Wines are like people. They are picky about where they live and what the weather is like. As a living thing they exist in a very narrow temperature range. Generally 50-75 degrees or so. Outside of that in either direction bad things happen.

Most of the time you don’t really know what the bottle you are buying has been through. Some wines you didn’t like may have just been handled badly in extreme weather conditions. Now it may even have gone into space.

What you are tasting at home tonight isn’t going to taste the same as it does at the winery. Especially if that bottle has been sent into space. Or Miami.

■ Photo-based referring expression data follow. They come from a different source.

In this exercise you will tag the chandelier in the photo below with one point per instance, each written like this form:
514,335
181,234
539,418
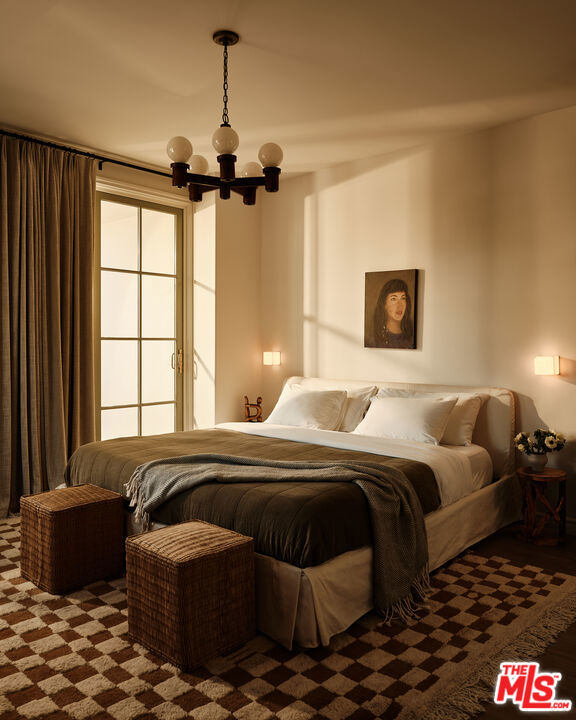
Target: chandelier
189,169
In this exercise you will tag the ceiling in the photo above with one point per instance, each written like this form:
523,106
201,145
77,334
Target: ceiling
329,80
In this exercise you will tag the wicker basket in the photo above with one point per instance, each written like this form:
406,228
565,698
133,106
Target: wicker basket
190,591
71,537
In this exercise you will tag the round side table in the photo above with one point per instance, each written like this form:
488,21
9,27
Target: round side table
535,497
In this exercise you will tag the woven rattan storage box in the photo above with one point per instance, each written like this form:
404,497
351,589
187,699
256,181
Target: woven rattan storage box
190,591
71,537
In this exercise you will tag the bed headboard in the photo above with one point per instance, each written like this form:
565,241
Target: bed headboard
494,428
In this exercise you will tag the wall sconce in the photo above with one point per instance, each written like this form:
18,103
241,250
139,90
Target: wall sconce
547,365
271,357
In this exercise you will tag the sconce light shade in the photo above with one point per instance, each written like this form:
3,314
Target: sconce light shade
547,365
271,357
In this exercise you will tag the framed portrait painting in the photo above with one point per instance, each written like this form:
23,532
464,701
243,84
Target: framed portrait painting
390,309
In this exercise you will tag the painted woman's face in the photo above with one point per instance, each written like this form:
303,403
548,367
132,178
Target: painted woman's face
395,305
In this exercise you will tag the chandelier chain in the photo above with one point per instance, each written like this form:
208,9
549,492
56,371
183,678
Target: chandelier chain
225,118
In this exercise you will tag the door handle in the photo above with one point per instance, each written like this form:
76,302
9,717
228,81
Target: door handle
179,361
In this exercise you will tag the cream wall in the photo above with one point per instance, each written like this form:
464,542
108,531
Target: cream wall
488,219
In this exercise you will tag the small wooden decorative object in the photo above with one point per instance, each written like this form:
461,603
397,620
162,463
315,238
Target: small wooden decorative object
253,411
535,496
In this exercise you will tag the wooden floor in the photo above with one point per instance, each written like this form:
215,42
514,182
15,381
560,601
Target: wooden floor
561,655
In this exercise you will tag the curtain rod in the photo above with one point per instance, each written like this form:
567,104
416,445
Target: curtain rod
101,158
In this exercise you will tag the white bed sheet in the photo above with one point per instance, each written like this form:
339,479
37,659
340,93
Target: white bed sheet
459,470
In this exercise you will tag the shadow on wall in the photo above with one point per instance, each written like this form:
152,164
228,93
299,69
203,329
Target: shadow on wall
568,370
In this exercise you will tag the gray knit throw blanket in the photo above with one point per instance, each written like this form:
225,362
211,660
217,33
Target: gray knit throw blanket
400,572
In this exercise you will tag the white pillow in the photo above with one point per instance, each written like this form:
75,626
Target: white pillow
462,420
407,418
317,409
355,406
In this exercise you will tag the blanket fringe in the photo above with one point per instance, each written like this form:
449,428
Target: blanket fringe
478,687
133,493
407,608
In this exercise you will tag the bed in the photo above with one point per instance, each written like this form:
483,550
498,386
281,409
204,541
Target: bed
307,604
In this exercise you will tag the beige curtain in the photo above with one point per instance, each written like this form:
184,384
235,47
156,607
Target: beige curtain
46,344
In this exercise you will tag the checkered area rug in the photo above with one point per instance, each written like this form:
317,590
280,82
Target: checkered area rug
71,657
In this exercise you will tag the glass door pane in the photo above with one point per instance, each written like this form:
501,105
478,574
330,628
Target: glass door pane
118,304
118,235
120,422
158,359
158,242
157,419
158,299
119,372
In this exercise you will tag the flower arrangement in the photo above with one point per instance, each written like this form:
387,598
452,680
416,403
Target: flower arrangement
542,442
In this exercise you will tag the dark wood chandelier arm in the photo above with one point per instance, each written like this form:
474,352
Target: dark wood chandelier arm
244,186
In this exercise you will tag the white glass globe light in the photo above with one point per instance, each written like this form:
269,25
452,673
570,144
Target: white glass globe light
179,149
198,165
225,141
251,169
270,155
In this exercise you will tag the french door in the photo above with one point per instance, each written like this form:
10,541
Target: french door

See Does God Drink? on Amazo

Space vineyards

Some day there will be vineyards in space, on space stations or maybe even some long trip ships. This launch of Chateau Petrus was the first tiny step in that direction although that’s not why they did it.

Scientists took small cane cuttings, put them in a special box and launched those with the bottles of Petrus to see if zero gravity could produce disease resistant strains of vines that might adjust better to climate change—lack of water for instance, new or changing pests, or the long term changes in temperature in the vineyards.

Then, scientists replanted the canes and they got this:

These cuttings were replanted when they got back from space, then pruned of some growth and flowers because they are growing faster than normal. At this stage of a vine’s growth you want the energy of the vine to go into making deeper roots.

You can read the original story, including all these photos, in detail at www.decanter.com. You need to become a member to see it which costs around $8/month. There is also a free newsletter.

Space vines

In this case, scientists were seeking answers to earthly problems in space. Tomorrow there may be whole vineyards on the moon or Mars. There may be Grape varieties we don’t dream of now. That could mean wine tastes we don’t dream of too.

Also new technology. What will a vineyard tractor on the moon look like? Not to mention that pressing wine in zero or reduced gravity environments will be a challenge. Gravity fed presses won’t work the same way they do on Earth. They may even have to seek for answers to the space vines’ problems back on earth.

Natural will have a whole new meaning. Wine from real vines will be sold at a big premium. And, as all Star Trek fans know, nobody in the galaxy likes the artificial alcohol coming straight out of the replicator.